Padahal, Gubernur Bali, Made Mangku Pastika sempat mengingatkan bahwa proses berkesenian memang sudah seharusnya mengadaptasi perkembangan dan kemajuan peradaban global dengan teknologi serba canggihnya. Sehingga, upaya pelestarian dan pengembangan kebudayaan bangsa berbasis kearifan lokal khas Bali mampu memberikan kesejahteraan berkelanjutan terutama bagi para pelakunya, seniman tentunya.

Diakuinya memang pada masa lalu pertunjukan seni budaya tidak membutuhkan panggung dan tata cahaya (lighting) ataupun tata suara (sound system). Tapi, sesuai konteks kekinian panggung dengan segala perlengkapannya memang sudah menjadi sebuah keharusan ataupun kebutuhan untuk memberikan sentuhan berbeda, termasuk pertunjukan seni budaya pun dituntut harus memberikan kesan kebaruan, sehingga mampu menghibur sekaligus memberikan nilai edukasi positif bagi pencetakan karakter bangsa di masa depan.

Melalui pelaksanaan peragaan dan pementasan seni budaya, Bali Mandara Mahalango ini semestinya seniman ataupun pelaku seni dapat meningkatkan kualitas kreatifnya dalam menciptakan karya seni terbaiknya. Ini tentunya, sebagai upaya menegaskan perbedaan dengan pelaksanaan Pesta Kesenian Bali (PKB), yang kini telah berlangsung selama 37 tahun.

Menyikapi dinamika tersebut, sebagai kajian kritis tentunya tahun depan perlu adanya pembentuk tim manajemen stage/panggung yang lebih profesional dan andal, dengan melibatkan relawan dari kalangan mahasiswa ataupun para pakar/ahli di bidangnya. Sehingga, persoalan seperti pengaturan tata cahaya (lighting), tata suara (sound system) tidak terulang lagi, termasuk penataan perlengkapan dan dekorasi panggung, agar sesuai kebutuhan dari pertunjukan seni budaya yang disajikan/dipentaskan.

Di samping itu, proses seleksi penentuan duta seni budaya setiap kabupaten/kota di Bali patut diperhatikan dengan lebih serius dan harus mendapatkan sentuhan kurasi secara holistik dan komprehensif. Sehingga, mampu memberikan jaminan ataupun garansi sebuah penampilan berkualitas terbaik terkait visi misi BMM, dan sesuai harapan publik.

Sementara itu, minimnya apresiasi publik terhadap pelaksanaan peragaan dan pementasan seni budaya, Bali Mandara Mahalango karena dianggap bukan saat masa liburan dan bahkan terkesan dianggap terlalu dipaksakan hanya demi memenuhi program birokrasi pemerintah untuk pencitraan publik semata.

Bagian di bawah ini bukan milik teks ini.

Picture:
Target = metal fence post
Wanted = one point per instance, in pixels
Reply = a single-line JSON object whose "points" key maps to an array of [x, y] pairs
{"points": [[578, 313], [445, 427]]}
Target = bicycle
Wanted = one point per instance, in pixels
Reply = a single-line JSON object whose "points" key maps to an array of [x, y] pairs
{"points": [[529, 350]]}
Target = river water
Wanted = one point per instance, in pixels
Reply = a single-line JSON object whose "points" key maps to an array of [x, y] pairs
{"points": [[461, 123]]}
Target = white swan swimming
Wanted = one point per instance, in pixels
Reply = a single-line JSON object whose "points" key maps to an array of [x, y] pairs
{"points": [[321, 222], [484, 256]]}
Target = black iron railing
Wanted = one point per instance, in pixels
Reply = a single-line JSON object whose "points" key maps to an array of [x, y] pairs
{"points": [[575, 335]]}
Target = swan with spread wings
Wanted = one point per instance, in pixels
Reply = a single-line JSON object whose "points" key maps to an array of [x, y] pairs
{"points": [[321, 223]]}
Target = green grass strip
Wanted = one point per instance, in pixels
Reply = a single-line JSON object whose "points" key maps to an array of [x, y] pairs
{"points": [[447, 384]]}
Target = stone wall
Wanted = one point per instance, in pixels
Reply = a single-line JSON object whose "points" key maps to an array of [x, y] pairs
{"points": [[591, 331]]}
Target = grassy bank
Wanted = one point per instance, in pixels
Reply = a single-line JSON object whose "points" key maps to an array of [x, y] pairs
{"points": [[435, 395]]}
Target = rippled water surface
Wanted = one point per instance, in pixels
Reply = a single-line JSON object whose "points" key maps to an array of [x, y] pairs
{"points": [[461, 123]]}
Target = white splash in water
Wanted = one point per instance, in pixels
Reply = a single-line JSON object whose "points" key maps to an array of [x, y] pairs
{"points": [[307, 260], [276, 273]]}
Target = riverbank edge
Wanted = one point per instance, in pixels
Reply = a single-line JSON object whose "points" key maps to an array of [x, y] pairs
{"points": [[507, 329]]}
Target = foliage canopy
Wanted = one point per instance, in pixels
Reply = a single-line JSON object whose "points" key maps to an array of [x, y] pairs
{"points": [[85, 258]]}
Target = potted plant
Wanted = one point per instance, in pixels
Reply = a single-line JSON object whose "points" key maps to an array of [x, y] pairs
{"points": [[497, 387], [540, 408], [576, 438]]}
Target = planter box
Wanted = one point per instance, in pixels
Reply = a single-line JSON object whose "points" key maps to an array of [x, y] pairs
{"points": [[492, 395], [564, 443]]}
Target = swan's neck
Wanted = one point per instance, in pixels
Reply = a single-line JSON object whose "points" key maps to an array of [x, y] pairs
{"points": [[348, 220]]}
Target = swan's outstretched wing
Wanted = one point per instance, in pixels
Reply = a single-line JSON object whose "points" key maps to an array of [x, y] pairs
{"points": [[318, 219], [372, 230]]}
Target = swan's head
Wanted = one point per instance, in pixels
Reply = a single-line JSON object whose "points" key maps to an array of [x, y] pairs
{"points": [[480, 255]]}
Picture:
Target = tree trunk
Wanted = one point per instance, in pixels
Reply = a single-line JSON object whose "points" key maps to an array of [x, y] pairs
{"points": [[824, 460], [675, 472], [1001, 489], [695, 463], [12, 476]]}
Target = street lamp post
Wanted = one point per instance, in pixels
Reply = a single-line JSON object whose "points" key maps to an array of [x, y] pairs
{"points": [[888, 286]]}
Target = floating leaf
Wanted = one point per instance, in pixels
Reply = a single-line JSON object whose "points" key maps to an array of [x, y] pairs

Tak ayal, pelaksanaan peragaan dan pementasan seni budaya, Bali Mandara Mahalango bagaikan buah simalakama. Di satu sisi sangat dinantikan oleh seniman ataupun pelaku seni, sedangkan di sisi lain kurang direspon publik, para pencinta seni budaya. Sehingga, perlu adanya evaluasi tersendiri terkait jadwal pelaksanaannya di tahun depan.

Lebih jauh, untuk mengoptimalkan fungsi UPT Taman Budaya (arts centre) Bali, Denpasar sebagai laboratorium kebudayaan bangsa sudah semestinya setiap panggung atau kalangan/stage yang ada saat ini perlu mendapatkan sentuhan teknologi dan perbaikan dengan adaptasi arsitektur modern kekinian dan termasuk perlengkapan untuk sebuah pemanggungan pertunjukan seni berstandar internasional.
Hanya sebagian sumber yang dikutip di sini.